The Great Invisible, Solar Wall

President Snake Oil is back at it, and tRumpanzees are lined up to get their fill, funnel in one hand, pants in the other.

President Donald Trump says his proposed border wall may not need to cover the whole US frontier with Mexico because of existing natural barriers.

He told journalists travelling on Air Force One to France that it also needed to be transparent, to offer border guards visibility into Mexico.(BBC)

Bwahahahahahah! HAHAhahahahaha! Wait, still laughing... *sniff* Whahahahahahah!

Yes, there you go tRump voters, there's your fucking wall. It's INVISIBLE. Because. It NEEDS to be.

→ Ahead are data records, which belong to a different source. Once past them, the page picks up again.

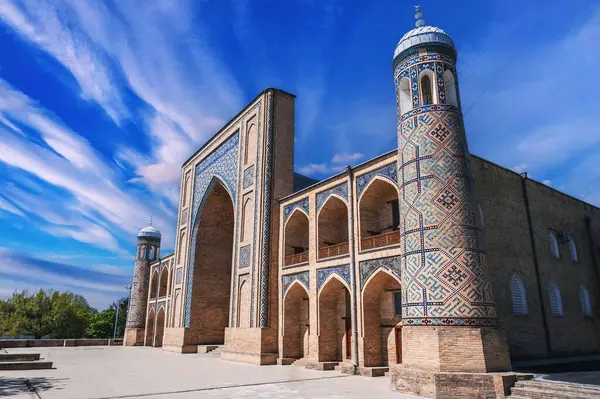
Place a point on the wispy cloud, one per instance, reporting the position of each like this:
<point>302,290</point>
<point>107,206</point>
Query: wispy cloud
<point>26,272</point>
<point>538,113</point>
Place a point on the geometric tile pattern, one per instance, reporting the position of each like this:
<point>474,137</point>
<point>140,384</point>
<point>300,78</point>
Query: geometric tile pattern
<point>220,165</point>
<point>302,204</point>
<point>340,190</point>
<point>288,279</point>
<point>248,177</point>
<point>244,256</point>
<point>444,272</point>
<point>266,214</point>
<point>255,177</point>
<point>136,316</point>
<point>369,267</point>
<point>341,271</point>
<point>390,172</point>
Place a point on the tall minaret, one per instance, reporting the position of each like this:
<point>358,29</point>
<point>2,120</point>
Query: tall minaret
<point>449,315</point>
<point>148,250</point>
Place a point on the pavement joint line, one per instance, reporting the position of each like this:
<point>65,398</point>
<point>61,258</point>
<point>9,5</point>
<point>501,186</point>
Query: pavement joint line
<point>219,387</point>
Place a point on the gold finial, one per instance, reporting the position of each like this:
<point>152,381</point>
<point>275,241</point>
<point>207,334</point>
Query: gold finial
<point>419,17</point>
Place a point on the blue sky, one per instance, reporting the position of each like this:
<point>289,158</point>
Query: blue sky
<point>101,102</point>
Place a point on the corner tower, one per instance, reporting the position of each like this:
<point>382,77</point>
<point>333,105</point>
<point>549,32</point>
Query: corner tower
<point>148,250</point>
<point>449,315</point>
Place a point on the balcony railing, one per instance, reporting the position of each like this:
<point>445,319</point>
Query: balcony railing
<point>296,258</point>
<point>333,250</point>
<point>380,240</point>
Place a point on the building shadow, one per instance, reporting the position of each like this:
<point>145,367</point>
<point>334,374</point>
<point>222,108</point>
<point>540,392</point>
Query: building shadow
<point>19,385</point>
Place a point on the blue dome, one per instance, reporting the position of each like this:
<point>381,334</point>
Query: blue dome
<point>421,35</point>
<point>149,231</point>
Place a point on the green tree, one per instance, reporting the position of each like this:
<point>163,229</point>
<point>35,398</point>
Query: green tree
<point>45,313</point>
<point>101,324</point>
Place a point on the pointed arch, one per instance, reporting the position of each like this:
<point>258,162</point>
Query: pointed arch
<point>427,88</point>
<point>149,327</point>
<point>163,282</point>
<point>296,282</point>
<point>247,218</point>
<point>553,243</point>
<point>250,143</point>
<point>573,249</point>
<point>379,214</point>
<point>328,280</point>
<point>296,320</point>
<point>555,299</point>
<point>585,304</point>
<point>153,284</point>
<point>518,295</point>
<point>405,96</point>
<point>380,342</point>
<point>243,316</point>
<point>296,238</point>
<point>450,87</point>
<point>332,228</point>
<point>208,294</point>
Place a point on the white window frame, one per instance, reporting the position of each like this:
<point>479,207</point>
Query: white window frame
<point>518,296</point>
<point>555,299</point>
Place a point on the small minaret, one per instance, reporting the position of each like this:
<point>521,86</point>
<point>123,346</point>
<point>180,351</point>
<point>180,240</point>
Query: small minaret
<point>448,313</point>
<point>148,250</point>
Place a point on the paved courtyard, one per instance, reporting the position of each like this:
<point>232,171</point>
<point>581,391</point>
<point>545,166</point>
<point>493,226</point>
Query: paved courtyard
<point>118,372</point>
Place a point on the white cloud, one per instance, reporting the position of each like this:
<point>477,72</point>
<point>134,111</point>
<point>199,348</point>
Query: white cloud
<point>537,112</point>
<point>347,158</point>
<point>314,168</point>
<point>7,206</point>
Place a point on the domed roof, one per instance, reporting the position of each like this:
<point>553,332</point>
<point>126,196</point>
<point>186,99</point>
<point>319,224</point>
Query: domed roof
<point>149,231</point>
<point>422,34</point>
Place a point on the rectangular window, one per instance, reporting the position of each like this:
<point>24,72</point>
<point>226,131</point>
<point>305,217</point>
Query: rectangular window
<point>397,303</point>
<point>395,213</point>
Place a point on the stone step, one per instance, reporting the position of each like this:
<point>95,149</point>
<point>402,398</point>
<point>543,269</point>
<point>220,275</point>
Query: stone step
<point>209,348</point>
<point>19,357</point>
<point>373,371</point>
<point>560,386</point>
<point>26,365</point>
<point>547,393</point>
<point>321,366</point>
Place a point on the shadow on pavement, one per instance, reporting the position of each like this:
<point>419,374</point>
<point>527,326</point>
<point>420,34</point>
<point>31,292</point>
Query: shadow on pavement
<point>19,385</point>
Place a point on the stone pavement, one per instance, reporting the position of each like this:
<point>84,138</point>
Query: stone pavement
<point>135,372</point>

Why you ask? Well, here's why...

Mr Trump said it was vital the new construction was transparent to protect border guards from drug traffickers.

"As horrible as it sounds, when they throw the large sacks of drugs over, and if you have people on the other side of the wall, you don't see them," he said.

"They hit you on the head with 27kg of stuff? It's over."

It NEEDS to be INVISIBLE because STUFF! Large sacks of drugs get TOSSED OVER (seems like a pretty big waste of drugs, and really if it were that easy you'd think CBP would be awash in busts but who's thinking? This shit's straight, uncut, unscripted right from Dickhead's pea brain right out his cakehole.)

Yes the Great Invisible, Solar Wall. Kinda like the Great Invisible Throngs that turned out for the inauguration. Right?